Saturday, September 27, 2014

What Did Turkey Give ISIS in Exchange for Hostages?

By Metin Turcan, Contributor for Al-Monitor - Turkey admitted to an exchange with the Islamic State for their hostages, but questions remain on what Turkey promised in return.

The circumstances of the release of the 49 Turkish hostages in Mosul by the Islamic State (IS) are widely questioned. So, how was their release accomplished?

 President Recep Tayyip Erdogan's speech at the Council on Foreign Relations in New York attracted much attention, especially when he said, “It is of course not possible to reach this result without having discussions.
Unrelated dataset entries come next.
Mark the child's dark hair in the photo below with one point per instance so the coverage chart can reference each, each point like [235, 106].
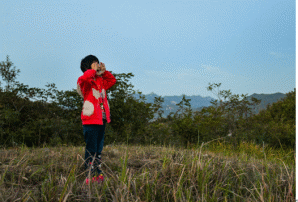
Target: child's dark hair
[87, 62]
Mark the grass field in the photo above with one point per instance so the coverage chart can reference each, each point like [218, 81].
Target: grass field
[213, 172]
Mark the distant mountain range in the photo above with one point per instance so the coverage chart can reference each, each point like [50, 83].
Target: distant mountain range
[198, 102]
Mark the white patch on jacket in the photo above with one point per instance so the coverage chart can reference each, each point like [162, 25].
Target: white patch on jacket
[79, 90]
[96, 93]
[103, 93]
[88, 108]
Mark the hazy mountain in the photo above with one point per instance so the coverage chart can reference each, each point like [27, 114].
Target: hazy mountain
[197, 101]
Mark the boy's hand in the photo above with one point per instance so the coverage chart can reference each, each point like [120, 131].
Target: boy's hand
[101, 69]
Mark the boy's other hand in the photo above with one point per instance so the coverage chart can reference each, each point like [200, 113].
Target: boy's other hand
[101, 69]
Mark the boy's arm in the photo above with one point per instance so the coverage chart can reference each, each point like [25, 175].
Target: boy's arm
[108, 79]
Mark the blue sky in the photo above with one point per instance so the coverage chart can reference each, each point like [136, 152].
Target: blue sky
[172, 47]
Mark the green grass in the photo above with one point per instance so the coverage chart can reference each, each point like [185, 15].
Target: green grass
[212, 172]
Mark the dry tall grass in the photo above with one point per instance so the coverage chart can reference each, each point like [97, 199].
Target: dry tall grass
[148, 173]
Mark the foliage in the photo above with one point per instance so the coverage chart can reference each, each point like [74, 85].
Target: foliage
[150, 173]
[36, 116]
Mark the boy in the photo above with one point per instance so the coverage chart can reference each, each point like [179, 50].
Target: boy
[92, 87]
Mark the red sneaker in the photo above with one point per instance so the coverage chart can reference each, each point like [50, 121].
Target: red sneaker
[88, 181]
[98, 179]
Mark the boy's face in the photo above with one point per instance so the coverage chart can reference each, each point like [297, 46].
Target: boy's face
[95, 66]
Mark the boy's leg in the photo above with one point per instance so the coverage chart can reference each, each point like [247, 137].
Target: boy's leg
[100, 141]
[91, 136]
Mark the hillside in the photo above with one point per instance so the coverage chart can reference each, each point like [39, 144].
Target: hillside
[197, 101]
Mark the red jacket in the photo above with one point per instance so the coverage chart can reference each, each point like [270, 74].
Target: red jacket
[93, 89]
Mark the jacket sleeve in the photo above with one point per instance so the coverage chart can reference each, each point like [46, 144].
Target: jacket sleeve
[84, 81]
[108, 79]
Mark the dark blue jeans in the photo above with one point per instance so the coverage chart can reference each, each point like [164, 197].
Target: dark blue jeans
[94, 138]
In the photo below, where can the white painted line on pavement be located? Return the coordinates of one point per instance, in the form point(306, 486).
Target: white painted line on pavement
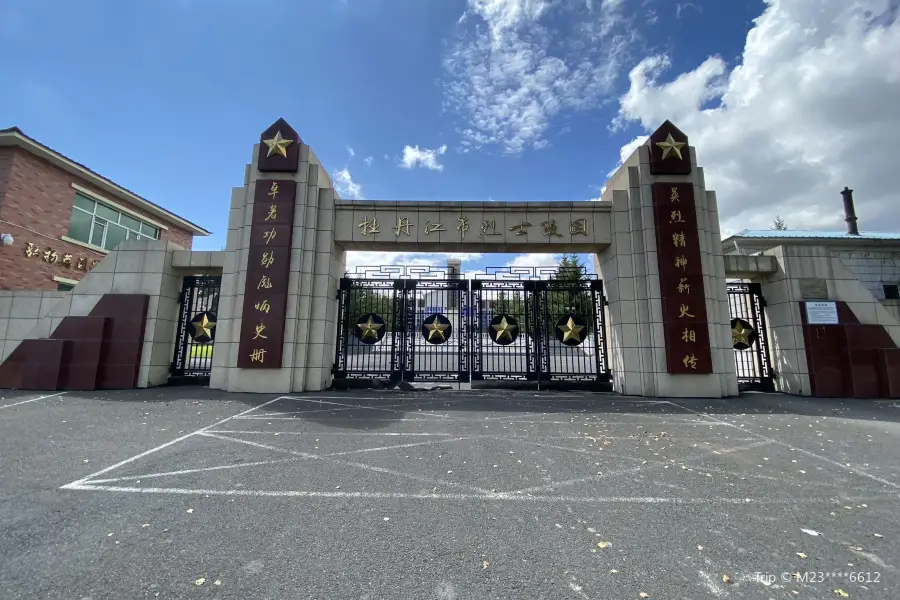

You do have contacts, but who does it, or how does it work? When we say the word "operation," people only think of airstrikes, bombs, aircraft, weaponry. But an operation isn't only that. Operations are political sometimes, or diplomatic, or civilian. And they involve discussions, contacts.”

 Erdogan's remarks reinforced suppositions of an exchange of hostages. According to a report by daily Hurriyet’s Deniz Zeyrek — citing reliable sources — in exchange for Turkish hostages, a group that included the wife and children of Abdulhamed al-Abidi al-Deilimi, a senior commander of the al-Qaeda-Iraq wing of Abu Musab Zarqawi who was killed in Aleppo last January, was released to the Islamic State (IS).

 The Syrian outfit that released this group of IS prisoners was the Liwa al-Tawhid Brigades, a leading proponent of the Muslim Brotherhood in Syria that operated under the banner of the Free Syrian Army (FSA). Liwa al-Tawhid first made a name for itself by claiming responsibility for the July 18, 2012, bomb attack in Damascus that killed relatives of Syrian President Bashar al-Assad and senior Syrian officials.